Stover smiled inwardly at this critical assumption on Swazey's part, but he began to be interested. There was something real in both men.

"Did you go to school together?" he said.

"Lord, no! Precious little school either of us got. I ran up against him when I landed here—just bumped together, as it were."

"You don't say so?"

"Fact. It was rather queer. We were both up in the fall trying to throttle a few pesky conditions and slip in. It was just after Greek prose composition—cursed be the memory!—when I came out of Alumni Hall, kicking myself at every step, and found that little rooster engaged in the same process. Say, he was a sight—looked like a chicken had been shipped from St. Louis to Chicago—but spunky as you make 'em. Never had put a collar on his neck—I got him up to that last spring; but he still balks at a derby.
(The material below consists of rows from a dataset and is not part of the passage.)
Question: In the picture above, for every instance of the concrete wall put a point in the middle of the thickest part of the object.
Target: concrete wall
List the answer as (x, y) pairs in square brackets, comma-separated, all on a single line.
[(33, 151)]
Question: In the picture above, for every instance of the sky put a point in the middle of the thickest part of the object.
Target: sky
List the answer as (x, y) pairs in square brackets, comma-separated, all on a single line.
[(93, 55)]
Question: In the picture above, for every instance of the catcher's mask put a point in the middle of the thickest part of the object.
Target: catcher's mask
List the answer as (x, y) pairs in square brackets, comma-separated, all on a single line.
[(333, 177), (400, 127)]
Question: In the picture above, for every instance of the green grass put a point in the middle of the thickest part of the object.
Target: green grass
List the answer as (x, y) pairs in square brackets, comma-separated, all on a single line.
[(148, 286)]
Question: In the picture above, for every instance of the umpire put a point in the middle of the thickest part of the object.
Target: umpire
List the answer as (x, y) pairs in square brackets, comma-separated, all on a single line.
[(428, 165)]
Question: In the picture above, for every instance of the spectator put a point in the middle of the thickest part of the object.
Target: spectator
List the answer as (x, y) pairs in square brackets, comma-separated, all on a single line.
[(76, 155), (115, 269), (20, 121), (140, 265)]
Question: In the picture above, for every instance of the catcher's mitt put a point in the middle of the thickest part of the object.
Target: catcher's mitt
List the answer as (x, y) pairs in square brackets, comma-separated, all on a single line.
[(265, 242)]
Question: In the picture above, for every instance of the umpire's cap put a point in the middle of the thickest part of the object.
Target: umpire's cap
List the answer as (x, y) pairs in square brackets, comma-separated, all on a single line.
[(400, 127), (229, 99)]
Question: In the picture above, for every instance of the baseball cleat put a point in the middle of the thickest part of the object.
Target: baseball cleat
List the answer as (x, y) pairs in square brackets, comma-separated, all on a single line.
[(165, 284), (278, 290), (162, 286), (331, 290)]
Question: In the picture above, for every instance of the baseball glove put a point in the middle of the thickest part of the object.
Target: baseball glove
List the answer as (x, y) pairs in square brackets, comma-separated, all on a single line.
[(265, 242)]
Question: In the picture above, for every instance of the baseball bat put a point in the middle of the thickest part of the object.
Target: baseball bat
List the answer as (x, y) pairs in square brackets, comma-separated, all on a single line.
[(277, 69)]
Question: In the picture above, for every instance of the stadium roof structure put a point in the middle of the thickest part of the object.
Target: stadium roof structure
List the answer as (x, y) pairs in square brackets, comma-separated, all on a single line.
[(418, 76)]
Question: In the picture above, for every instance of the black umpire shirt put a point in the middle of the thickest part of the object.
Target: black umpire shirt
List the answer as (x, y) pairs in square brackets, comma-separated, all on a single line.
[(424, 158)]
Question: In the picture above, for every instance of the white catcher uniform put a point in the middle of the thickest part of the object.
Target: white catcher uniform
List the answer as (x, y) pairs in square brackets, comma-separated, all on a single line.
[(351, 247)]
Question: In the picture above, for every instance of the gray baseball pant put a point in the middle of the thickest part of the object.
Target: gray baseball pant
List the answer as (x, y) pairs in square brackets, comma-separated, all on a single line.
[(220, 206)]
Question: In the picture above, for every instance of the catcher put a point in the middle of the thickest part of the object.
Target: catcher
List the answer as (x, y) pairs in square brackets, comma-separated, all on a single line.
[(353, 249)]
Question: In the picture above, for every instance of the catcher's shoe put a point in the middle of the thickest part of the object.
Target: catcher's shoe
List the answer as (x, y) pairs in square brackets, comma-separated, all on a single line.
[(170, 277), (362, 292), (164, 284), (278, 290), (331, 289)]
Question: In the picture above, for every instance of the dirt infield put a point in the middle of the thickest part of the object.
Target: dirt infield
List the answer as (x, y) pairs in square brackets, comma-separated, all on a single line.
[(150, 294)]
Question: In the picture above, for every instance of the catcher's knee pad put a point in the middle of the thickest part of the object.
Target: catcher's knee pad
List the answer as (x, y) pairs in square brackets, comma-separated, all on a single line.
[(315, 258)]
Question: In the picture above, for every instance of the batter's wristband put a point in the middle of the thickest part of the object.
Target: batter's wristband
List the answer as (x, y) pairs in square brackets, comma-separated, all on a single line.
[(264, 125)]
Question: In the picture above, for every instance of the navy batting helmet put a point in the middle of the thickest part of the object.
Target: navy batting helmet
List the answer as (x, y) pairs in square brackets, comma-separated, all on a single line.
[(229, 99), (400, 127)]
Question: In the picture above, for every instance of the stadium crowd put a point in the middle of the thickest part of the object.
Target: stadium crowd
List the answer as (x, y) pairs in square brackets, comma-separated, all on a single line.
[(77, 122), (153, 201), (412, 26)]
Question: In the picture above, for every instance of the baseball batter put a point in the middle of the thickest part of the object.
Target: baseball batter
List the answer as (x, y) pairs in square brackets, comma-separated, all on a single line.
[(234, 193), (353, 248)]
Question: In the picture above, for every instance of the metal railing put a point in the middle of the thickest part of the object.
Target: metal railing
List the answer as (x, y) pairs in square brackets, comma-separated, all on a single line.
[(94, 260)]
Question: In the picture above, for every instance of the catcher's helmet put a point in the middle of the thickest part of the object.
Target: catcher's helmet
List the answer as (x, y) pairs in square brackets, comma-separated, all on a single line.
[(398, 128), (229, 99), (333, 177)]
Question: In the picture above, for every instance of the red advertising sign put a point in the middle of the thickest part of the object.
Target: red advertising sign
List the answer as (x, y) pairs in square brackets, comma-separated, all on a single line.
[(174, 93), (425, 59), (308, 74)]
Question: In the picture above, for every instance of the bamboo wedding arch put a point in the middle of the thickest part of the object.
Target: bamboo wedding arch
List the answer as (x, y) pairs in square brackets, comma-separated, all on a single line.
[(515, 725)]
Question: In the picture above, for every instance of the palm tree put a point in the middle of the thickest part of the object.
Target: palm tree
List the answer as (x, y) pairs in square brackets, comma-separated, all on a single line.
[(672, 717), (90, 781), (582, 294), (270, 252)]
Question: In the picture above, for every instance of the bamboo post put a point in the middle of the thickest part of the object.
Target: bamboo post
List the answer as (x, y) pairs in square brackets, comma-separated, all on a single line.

So off we went to grub, and I found he didn't know a soul. No more did I. So we said, 'Why not?' And we did. We hunted up these quarters, and we've got on first-rate ever since. No scratching, gouging, or biting. We've been a good team. I've seen the world, I've got hard sense, and he's got ideas—quite remarkable ideas. Danged if I'm not stuck on the little rooster."

Stover reached out for the tobacco to fill a second pipe, all his curiosity aroused.

"I say, Dink," said Swazey, offering him a match, "this college is a wonderful thing, isn't it?" He stood reflectively, the sputtering light of the match illuminating his thoughtful face. "Just think of the romance in it. Me and Pike coming together from two ends of the country and striking it up. That's what counts up here—the perfect democracy of it!"

"Yes, of course," said Stover in a mechanical way. He was wondering what Swazey would think of the society system, or if he even realized it existed, so he said curiously:

"You keep rather to yourselves, though."

"Oh, I know pretty much what I want to know about men. I've sized 'em up and know what sorts to reach out for when I want them. Now I want to learn something real." He looked at Stover with a sort of rugged superiority in his glance and said: "I've earned my own way ever since I was twelve years old, and some of it was pretty rough going. I know what's outside of this place and what I want to reach. That's what a lot of you fellows don't worry about just now."